Il contenuto del capo di imputazione
Partiamo da una considerazione preliminare, ovvero che il P.M. quando non deve richiedere l'archiviazione, esercita l'azione penale, formulando l'imputazione, nei casi previsti nei titoli II, III, IV, e V del libro VI, ovvero con richiesta di rinvio a giudizio. Se nel corso dell’istruzione dibattimentale il fatto risulta diverso da come è descritto nel decreto che dispone il giudizio, e non appartiene alla competenza di un giudice superiore, il pubblico ministero modifica l’imputazione e procede alla relativa contestazione.
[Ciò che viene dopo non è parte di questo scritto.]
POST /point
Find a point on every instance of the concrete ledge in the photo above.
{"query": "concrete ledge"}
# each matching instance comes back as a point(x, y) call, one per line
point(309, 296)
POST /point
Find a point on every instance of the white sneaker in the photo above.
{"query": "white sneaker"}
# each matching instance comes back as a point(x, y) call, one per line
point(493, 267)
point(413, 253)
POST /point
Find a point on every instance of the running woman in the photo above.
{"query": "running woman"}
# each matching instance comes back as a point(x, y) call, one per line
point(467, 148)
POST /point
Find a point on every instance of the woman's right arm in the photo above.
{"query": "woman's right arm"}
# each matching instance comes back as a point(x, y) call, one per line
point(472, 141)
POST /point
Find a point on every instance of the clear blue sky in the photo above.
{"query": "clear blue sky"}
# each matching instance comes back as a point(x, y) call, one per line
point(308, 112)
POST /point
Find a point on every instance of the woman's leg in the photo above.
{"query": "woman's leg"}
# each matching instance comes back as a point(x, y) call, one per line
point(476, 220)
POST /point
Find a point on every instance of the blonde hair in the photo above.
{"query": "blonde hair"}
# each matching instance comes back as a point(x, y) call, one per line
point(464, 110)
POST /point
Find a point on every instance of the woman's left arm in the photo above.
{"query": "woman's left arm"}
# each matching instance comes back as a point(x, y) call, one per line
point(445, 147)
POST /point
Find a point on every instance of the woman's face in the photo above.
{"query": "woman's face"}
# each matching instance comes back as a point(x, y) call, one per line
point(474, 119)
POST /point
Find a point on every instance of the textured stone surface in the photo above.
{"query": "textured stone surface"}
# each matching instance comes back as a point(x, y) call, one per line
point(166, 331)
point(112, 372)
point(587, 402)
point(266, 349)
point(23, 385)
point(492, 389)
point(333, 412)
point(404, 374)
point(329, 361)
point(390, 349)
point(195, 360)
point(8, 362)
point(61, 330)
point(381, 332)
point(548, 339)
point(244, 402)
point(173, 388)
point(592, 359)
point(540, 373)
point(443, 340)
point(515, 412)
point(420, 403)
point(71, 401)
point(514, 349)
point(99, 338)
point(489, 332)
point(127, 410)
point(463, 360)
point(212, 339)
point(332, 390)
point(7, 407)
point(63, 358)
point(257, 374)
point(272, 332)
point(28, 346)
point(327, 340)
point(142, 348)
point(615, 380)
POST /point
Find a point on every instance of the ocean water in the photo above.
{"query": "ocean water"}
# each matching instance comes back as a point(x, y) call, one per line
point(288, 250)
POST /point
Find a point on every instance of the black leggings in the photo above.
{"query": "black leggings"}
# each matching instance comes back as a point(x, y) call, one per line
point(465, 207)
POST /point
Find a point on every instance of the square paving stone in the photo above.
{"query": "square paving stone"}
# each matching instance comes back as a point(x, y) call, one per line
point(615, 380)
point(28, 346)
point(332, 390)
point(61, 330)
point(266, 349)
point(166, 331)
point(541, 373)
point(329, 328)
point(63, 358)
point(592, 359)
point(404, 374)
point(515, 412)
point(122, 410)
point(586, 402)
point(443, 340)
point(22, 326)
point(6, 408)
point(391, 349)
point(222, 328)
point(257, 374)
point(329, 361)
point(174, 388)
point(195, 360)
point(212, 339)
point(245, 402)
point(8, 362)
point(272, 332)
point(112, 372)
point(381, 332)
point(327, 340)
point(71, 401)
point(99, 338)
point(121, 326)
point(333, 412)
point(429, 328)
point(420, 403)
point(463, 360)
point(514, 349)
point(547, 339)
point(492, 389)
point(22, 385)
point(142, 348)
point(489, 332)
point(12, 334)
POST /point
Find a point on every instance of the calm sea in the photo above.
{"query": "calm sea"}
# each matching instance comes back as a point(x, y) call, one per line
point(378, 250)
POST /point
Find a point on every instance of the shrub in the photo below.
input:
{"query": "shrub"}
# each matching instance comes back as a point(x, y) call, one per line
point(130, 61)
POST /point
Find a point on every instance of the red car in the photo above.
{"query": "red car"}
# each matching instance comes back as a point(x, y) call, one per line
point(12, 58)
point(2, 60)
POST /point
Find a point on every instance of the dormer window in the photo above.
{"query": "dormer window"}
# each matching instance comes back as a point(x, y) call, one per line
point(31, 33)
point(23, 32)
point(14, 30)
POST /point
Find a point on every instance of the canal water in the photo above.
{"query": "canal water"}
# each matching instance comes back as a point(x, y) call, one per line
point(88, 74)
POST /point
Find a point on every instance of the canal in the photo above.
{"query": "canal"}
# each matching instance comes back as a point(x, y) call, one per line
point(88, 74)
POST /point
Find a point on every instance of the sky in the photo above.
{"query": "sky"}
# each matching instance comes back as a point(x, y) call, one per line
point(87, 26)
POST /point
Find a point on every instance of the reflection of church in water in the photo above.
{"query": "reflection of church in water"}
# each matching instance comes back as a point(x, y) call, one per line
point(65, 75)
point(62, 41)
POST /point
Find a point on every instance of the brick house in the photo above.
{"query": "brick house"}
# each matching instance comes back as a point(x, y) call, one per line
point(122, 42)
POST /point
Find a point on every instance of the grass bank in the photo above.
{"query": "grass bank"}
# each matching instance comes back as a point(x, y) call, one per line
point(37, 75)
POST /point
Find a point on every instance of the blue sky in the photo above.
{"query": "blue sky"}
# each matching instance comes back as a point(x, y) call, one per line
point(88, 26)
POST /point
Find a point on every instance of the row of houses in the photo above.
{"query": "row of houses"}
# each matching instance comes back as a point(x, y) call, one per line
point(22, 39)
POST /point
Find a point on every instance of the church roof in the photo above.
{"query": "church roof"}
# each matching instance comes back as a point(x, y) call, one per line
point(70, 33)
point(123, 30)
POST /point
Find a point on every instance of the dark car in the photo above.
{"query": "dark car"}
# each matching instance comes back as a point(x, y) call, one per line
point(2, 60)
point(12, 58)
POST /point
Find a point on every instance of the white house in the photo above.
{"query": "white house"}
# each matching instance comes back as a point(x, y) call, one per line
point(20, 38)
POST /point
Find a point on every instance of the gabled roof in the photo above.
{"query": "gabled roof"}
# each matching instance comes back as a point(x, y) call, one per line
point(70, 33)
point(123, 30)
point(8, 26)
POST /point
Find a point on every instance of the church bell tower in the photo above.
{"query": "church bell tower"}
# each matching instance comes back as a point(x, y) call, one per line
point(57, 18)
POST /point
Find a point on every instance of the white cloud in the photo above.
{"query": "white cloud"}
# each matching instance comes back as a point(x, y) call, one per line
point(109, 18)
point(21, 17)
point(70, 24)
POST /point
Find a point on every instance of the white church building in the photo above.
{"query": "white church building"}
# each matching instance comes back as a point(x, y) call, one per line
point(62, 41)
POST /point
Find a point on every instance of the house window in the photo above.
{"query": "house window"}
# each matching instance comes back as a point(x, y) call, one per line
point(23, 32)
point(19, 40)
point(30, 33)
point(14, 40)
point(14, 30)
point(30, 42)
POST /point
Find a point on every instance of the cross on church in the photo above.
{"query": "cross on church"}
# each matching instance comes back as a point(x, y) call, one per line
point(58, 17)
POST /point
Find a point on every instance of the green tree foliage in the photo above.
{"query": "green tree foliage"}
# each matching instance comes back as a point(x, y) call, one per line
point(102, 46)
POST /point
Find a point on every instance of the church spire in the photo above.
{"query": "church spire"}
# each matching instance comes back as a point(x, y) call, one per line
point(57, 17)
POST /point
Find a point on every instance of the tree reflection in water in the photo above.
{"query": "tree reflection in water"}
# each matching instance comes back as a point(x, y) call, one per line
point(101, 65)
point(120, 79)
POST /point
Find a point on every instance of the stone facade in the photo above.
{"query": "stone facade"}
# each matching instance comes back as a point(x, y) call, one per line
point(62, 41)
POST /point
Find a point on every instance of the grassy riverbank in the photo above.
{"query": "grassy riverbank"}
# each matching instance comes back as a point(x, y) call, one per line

Il capo di imputazione deve necessariamente contenere:
1) le generalità dell’imputato;
2) l’indicazione delle norme di Legge che si presume siano state violate;
3) l’esatta e minuziosa descrizione dei fatti oggetto di contestazione;
4) il tempus commissi delicti (indicazioni temporali circa il momento di consumazione del fatto) ed il locus commissi delicti (luogo in cui il fatto è stato commesso);
5) indicazione di eventuali circostanze aggravanti o di quelle che possano implicare l’adozione di eventuali misure di sicurezza, corredate dalla pertinente normativa a suffragio.
Le nullità
Ai sensi dell’art. 177 c.p.p. “l'inosservanza delle disposizioni stabilite per gli atti del procedimento è causa di nullità soltanto nei casi previsti dalla legge”.
La nullità processuale implica l’inidoneità dell’atto a raggiungere lo scopo cui è destinato.
Da detta considerazione si può agevolmente ricavare l’assunto in virtù del quale il capo di imputazione è nullo laddove non consenta all’imputato di approntare adeguatamente la sua difesa (ad esempio perché la contestazione non è chiara o è estremamente generica) oppure non sia permesso al Giudice, in ragione dell’erronea formulazione, di accertare la sussistenza di elementi ulteriori, come ad esempio la riferibilità della condotta all’imputato, il tempus commissi delicti (rilevante per la prescrizione estintiva), il locus commissi delicti (per la competenza) ma anche delle norme che si assume siano state violate.
La genericità e l’indeterminatezza del capo di imputazione
Un capo di imputazione che riporti i fatti in modo estremamente generico o comunque con un’indeterminatezza tale da precludere alle parti di poter beneficiare dei diritti e delle garanzie loro riservate dalla Legge, sarà sicuramente nullo.
Tuttavia le Sezioni Unite Penali, con la sentenza n. 5307/2007 (e in adesione a due precedenti pronunce della Corte Costituzionale, ovvero quelle del 15 marzo 1994, n. 88 e 14 aprile 1995, n. 131), hanno chiarito che, nell’ipotesi appena descritta, sia da privilegiare il criterio dell’emendatio, ovvero quello definito dall’art. 423, comma 1 c.p.p.
Ai sensi dell’art. 521 co. 2 c.p.p., “il Giudice dispone con ordinanza la trasmissione degli atti al pubblico ministero se accerta che il fatto è diverso da come descritto nel decreto che dispone il giudizio ovvero nella contestazione effettuata a norma degli articoli 516, 517 e 518 comma 2”.
Conclusioni
Il capo di imputazione, in un sistema ordinamentale garantista quale quello italiano, assolve ad un’essenziale funzione volta a tutelare l’imputato consentendo al medesimo non solo di poter conoscere le contestazioni al medesimo mosse, ma di conoscerle in tempo utile così da poter approntare la strategia processuale idonea.
Di conseguenza, la mancata rispondenza del capo di imputazione ai dettami succitati, implica la menomazione di un diritto costituzionalmente garantito all’individuo e, come tale, meritevole di rettifica (con tutte le conseguenze suesposte) con i mezzi e le modalità previste dal Codice.